In same control cycle T by the control of the on off state of the C phase of the second inverter 2 be: from the initial time of one-period, first continue low level time, then permanent High level time, finally continue low level time;

D ₁₁be the duty ratio of first non-zero of the first inverter, d ₂₁be the duty ratio of second non-zero of the first inverter, d ₁₂be the duty ratio of first non-zero of the second inverter 2, d ₂₂be the duty ratio of second non-zero of the second inverter 2, d ₀₂it is the duty ratio of the second inverter 2 zero vector.In the present invention, three-phase grid-connected inverter in parallel adopts common DC bus and the direct structure in parallel of AC, for two inverter parallel structures, as shown in Figure 2, parallel system DC bus capacitor is 2C, C is single three-phase grid-connected inverter DC bus capacitor, and two inverter module power are equal.This topological structure is that circulation provides path, and circulation flow path has 6, uses l in Fig. 2 _za, l _zb, l _zcillustrating wherein 3 circulation flow paths, needing when carrying out Controller gain variations to suppress circulation.

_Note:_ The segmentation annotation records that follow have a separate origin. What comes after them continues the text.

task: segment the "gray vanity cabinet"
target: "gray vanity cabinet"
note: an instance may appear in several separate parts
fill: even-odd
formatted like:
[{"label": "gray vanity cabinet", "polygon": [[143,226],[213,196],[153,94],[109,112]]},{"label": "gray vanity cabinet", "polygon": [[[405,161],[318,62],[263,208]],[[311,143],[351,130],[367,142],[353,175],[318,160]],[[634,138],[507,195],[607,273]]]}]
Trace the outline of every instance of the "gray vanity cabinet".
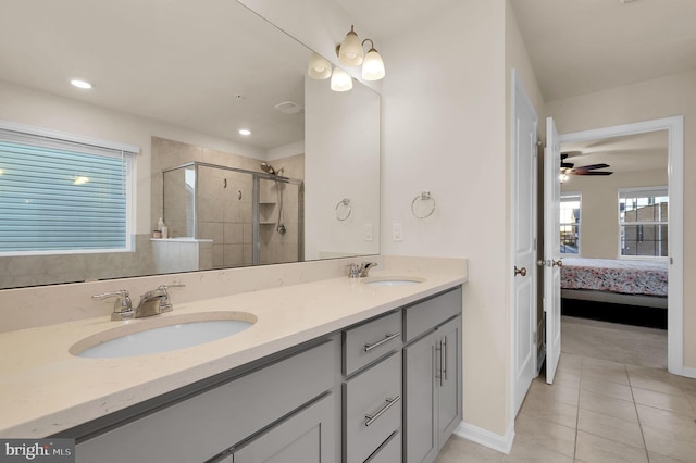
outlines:
[{"label": "gray vanity cabinet", "polygon": [[401,326],[396,311],[343,331],[344,463],[401,462]]},{"label": "gray vanity cabinet", "polygon": [[403,349],[405,462],[434,461],[461,421],[460,313],[461,289],[405,310],[411,336]]},{"label": "gray vanity cabinet", "polygon": [[[318,340],[256,364],[227,383],[203,385],[189,398],[110,426],[113,428],[77,445],[76,462],[227,462],[237,449],[240,461],[264,461],[256,458],[259,449],[296,454],[293,437],[311,442],[310,453],[321,448],[315,456],[328,455],[316,461],[333,462],[339,454],[338,345],[337,336]],[[133,414],[137,416],[138,411]]]},{"label": "gray vanity cabinet", "polygon": [[334,410],[333,397],[328,395],[235,449],[231,462],[333,462],[337,434]]}]

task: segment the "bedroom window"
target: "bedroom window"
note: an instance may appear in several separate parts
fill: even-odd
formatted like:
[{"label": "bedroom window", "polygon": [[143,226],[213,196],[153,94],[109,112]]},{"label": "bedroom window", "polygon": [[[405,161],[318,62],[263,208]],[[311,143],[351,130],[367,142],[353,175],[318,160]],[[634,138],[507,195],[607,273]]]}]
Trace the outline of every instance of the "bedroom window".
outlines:
[{"label": "bedroom window", "polygon": [[133,251],[138,150],[0,121],[0,255]]},{"label": "bedroom window", "polygon": [[580,192],[561,193],[561,254],[580,254]]},{"label": "bedroom window", "polygon": [[668,255],[667,187],[619,190],[621,255]]}]

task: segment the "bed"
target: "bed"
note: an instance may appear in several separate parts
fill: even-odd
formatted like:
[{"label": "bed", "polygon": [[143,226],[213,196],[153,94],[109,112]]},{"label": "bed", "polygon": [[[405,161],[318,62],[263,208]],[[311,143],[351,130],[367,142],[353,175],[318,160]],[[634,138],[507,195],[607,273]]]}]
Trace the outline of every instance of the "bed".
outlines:
[{"label": "bed", "polygon": [[667,327],[667,260],[563,258],[566,315]]}]

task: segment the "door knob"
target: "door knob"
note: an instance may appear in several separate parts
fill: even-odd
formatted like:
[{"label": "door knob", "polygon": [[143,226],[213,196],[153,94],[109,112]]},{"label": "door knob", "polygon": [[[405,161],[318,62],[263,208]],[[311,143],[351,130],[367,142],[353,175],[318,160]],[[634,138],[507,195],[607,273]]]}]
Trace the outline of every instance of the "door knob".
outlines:
[{"label": "door knob", "polygon": [[526,267],[518,268],[517,265],[515,265],[514,266],[514,276],[518,276],[518,275],[526,276]]}]

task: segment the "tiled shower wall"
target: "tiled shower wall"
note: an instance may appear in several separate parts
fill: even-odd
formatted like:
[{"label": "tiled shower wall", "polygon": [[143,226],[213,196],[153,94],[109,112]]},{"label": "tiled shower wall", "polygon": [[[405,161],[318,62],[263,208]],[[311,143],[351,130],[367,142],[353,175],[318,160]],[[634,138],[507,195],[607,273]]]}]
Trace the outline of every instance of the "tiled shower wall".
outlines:
[{"label": "tiled shower wall", "polygon": [[[262,160],[235,155],[179,141],[152,138],[152,214],[153,228],[162,216],[162,170],[187,162],[206,162],[227,167],[261,172]],[[303,179],[304,155],[298,154],[272,162],[283,176]],[[213,267],[251,265],[252,263],[252,177],[249,174],[212,167],[199,167],[198,173],[198,238],[212,239]],[[283,216],[287,229],[279,235],[272,225],[260,226],[261,263],[295,262],[298,260],[298,188],[281,184]],[[261,182],[261,220],[277,222],[277,187],[275,182]],[[182,208],[186,208],[182,196]],[[167,198],[167,204],[172,198]],[[170,208],[170,205],[167,205]],[[165,222],[167,222],[165,217]],[[172,237],[190,236],[185,226],[167,223]]]}]

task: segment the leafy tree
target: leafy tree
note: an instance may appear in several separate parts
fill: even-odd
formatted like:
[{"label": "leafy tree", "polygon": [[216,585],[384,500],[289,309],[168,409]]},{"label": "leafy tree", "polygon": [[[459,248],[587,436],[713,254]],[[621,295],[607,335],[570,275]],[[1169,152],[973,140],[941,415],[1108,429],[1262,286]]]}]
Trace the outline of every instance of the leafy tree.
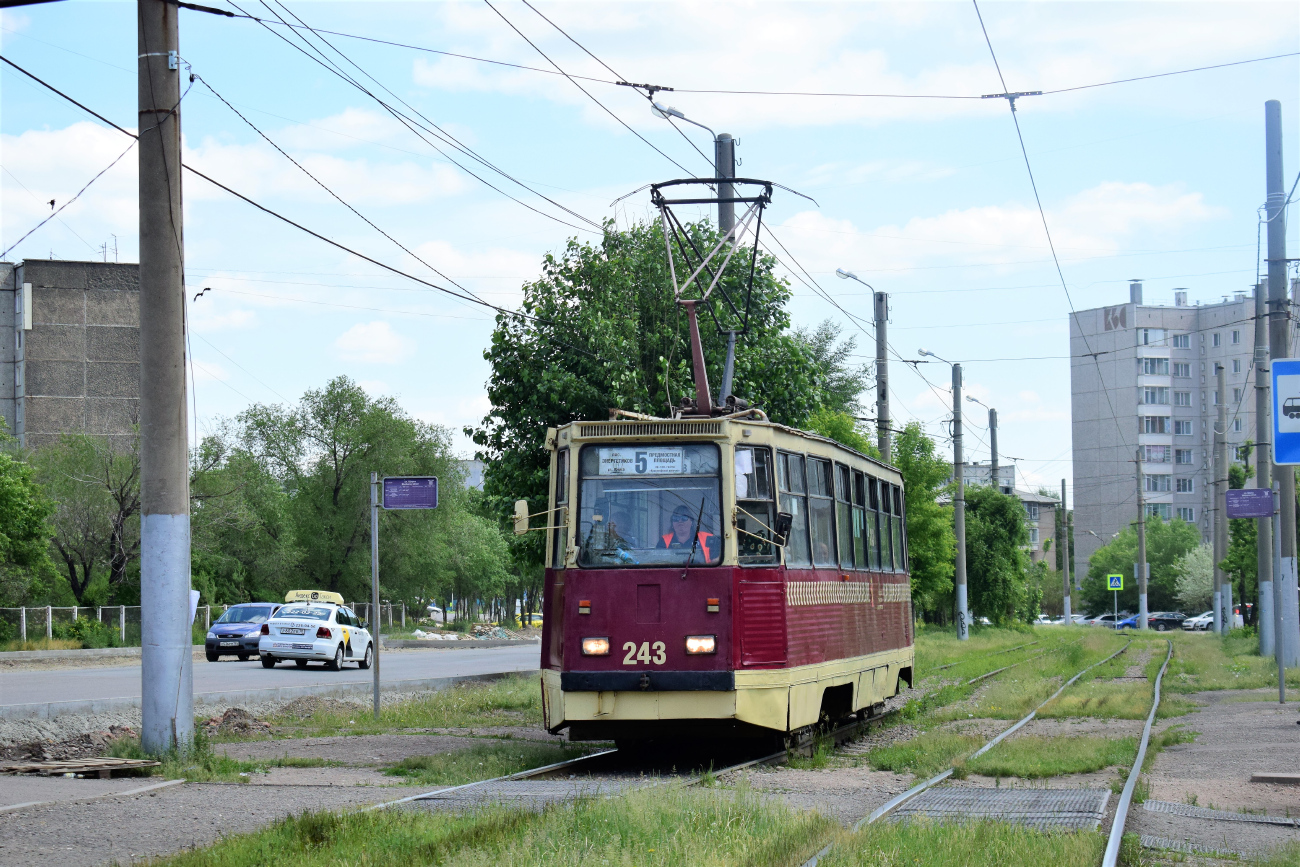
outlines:
[{"label": "leafy tree", "polygon": [[966,577],[974,616],[1032,620],[1041,589],[1030,581],[1024,506],[991,486],[966,489]]},{"label": "leafy tree", "polygon": [[819,433],[827,439],[833,439],[849,448],[861,451],[863,455],[880,458],[880,451],[867,439],[858,420],[842,409],[820,408],[809,416],[803,422],[805,429]]},{"label": "leafy tree", "polygon": [[[718,240],[707,222],[686,226],[698,248]],[[673,253],[676,256],[676,253]],[[738,251],[734,261],[748,261]],[[675,260],[676,273],[689,274]],[[800,426],[819,408],[855,412],[866,368],[849,368],[853,341],[836,344],[837,330],[790,331],[789,286],[775,274],[776,260],[755,261],[749,334],[736,346],[734,391],[774,421]],[[719,292],[742,298],[748,268],[723,273]],[[491,412],[465,430],[488,461],[485,490],[493,512],[508,520],[511,503],[546,508],[549,474],[543,447],[547,426],[604,419],[611,407],[662,416],[694,393],[686,316],[673,299],[663,230],[658,222],[616,231],[598,242],[571,240],[547,255],[541,276],[524,285],[524,316],[497,317],[488,395]],[[712,311],[722,317],[722,304]],[[727,342],[701,308],[705,361],[716,383]],[[724,318],[719,324],[732,325]],[[542,562],[540,533],[514,545],[516,562]]]},{"label": "leafy tree", "polygon": [[1195,617],[1214,601],[1214,549],[1197,545],[1174,564],[1174,586],[1184,614]]},{"label": "leafy tree", "polygon": [[0,599],[23,602],[49,568],[52,506],[32,468],[12,454],[13,441],[0,419]]},{"label": "leafy tree", "polygon": [[[1182,519],[1164,521],[1157,516],[1147,519],[1147,563],[1150,581],[1147,586],[1147,604],[1150,611],[1174,608],[1178,598],[1175,564],[1188,551],[1201,543],[1201,533]],[[1093,551],[1088,559],[1088,577],[1083,581],[1083,604],[1087,611],[1110,611],[1113,594],[1106,589],[1106,576],[1124,576],[1124,589],[1119,593],[1119,608],[1138,610],[1138,582],[1134,581],[1134,563],[1138,562],[1138,530],[1126,528],[1108,545]]]},{"label": "leafy tree", "polygon": [[370,472],[438,476],[439,506],[381,512],[380,580],[386,595],[428,595],[437,549],[419,539],[451,520],[464,497],[446,429],[417,421],[391,398],[370,398],[347,377],[295,407],[254,406],[238,417],[239,446],[289,497],[287,523],[307,586],[369,598]]},{"label": "leafy tree", "polygon": [[904,482],[913,603],[930,617],[946,619],[952,608],[957,536],[953,507],[940,504],[937,497],[948,484],[949,463],[915,421],[894,438],[893,451]]},{"label": "leafy tree", "polygon": [[55,559],[78,604],[99,575],[96,594],[125,591],[140,552],[139,438],[64,434],[34,456],[38,477],[55,502]]}]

For each shunt chopper, a, b, c three-phase respectively has two circulation flow paths, and circulation is uniformly distributed in each phase, and the circulation flowing through inverter is 3 times of each phase circulation.The circulation suppressing to suppress inverter is carried out by the mean value in each phase of the circulation to inverter.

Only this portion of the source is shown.